Malgré son appartenance à la francmaconnerie, il a été accepté comme pape par toute l’Eglise et jusqu’à sa mort. Et l’Eglise entière ne peut pas se tromper pendant des années :

Matthieu 16:18

“..sur cette pierre je bâtirai mon Eglise, et les portes de l’enfer ne prévaudront point contre elle”.

Il n’a pas eu l’intention de détruire l’Eglise non plus, car sur son lit de mort il a exigé :”Arrêtez le concile, car il dévie” (deux témoins sérieux l’attestent, entre autre Jean Guitton dans son livre sur ce pape).

  1. argument d’autorité:

C’est péché mortel de changer notoirement la liturgie réglée explicitement par un pape.

Alors nous suivons les livres liturgiques que Jean XXIII a publié en 1962.

Nous réprouvons avec force tout autre usage de livres liturgiques antérieurs (ou postérieurs), par exemples de refuser ces livres mentionnés ci-dessus et même les livres de la Semaine Sainte promulgués par Pie XII en 1953, pour utiliser ceux d’avant.

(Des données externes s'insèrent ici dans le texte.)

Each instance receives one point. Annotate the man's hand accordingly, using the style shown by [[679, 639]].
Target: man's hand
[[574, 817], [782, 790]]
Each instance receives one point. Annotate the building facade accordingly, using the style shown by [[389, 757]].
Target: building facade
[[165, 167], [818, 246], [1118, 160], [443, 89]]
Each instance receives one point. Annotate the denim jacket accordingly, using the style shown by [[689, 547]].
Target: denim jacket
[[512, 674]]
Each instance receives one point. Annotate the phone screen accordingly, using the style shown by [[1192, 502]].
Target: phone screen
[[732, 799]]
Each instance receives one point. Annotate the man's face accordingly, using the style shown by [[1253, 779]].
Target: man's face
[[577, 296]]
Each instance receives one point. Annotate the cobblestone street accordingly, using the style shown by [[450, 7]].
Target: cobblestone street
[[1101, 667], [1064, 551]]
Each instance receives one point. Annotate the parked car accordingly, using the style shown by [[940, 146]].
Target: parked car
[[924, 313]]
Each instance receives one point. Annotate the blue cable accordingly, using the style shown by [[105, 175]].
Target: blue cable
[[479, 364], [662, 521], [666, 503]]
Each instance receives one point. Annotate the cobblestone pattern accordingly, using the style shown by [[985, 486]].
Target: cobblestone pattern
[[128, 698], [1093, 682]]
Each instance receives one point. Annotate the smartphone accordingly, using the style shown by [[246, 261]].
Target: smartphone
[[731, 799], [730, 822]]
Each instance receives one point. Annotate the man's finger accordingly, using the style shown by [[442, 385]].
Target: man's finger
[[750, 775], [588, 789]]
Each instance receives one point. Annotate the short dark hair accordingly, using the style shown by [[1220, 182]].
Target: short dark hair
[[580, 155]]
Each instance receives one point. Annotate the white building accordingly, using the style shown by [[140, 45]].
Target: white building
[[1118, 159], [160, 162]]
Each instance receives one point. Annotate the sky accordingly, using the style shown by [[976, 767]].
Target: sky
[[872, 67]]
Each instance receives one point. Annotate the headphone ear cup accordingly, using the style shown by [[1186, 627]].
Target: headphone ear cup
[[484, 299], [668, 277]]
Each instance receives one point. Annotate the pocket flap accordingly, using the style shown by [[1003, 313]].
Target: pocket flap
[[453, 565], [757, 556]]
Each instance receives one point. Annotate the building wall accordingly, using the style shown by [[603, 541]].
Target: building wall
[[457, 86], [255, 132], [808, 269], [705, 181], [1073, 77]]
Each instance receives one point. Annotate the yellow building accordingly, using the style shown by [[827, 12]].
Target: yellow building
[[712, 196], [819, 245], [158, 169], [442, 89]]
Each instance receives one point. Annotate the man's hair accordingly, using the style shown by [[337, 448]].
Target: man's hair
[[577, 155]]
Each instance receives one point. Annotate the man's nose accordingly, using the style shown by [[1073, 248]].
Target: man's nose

L’obéissance est la vertu morale la plus méritoire et elle s’arrête seulement au péché mortel. Ni les livres de 1962 ni de 1953 ne contiennent des péchés mortels (hérésies, sacrilèges etc..) donc l’obéissance est de rigueur.

2. Argument d’infaillibilité de l’Eglise

Ces livres ont été acceptés par toute l’Eglise pendant de longues années. Si nous rejettons ces livres, nous déclarons implicitement que l’Eglise s’est trompé pendant des années. Ce qui est impossible, vue la promesse mentionnée ci-dessus :

Matthieu 16:18

“..sur cette pierre je bâtirai mon Eglise, et les portes de l’enfer ne prévaudront point contre elle”.

Q.E.D.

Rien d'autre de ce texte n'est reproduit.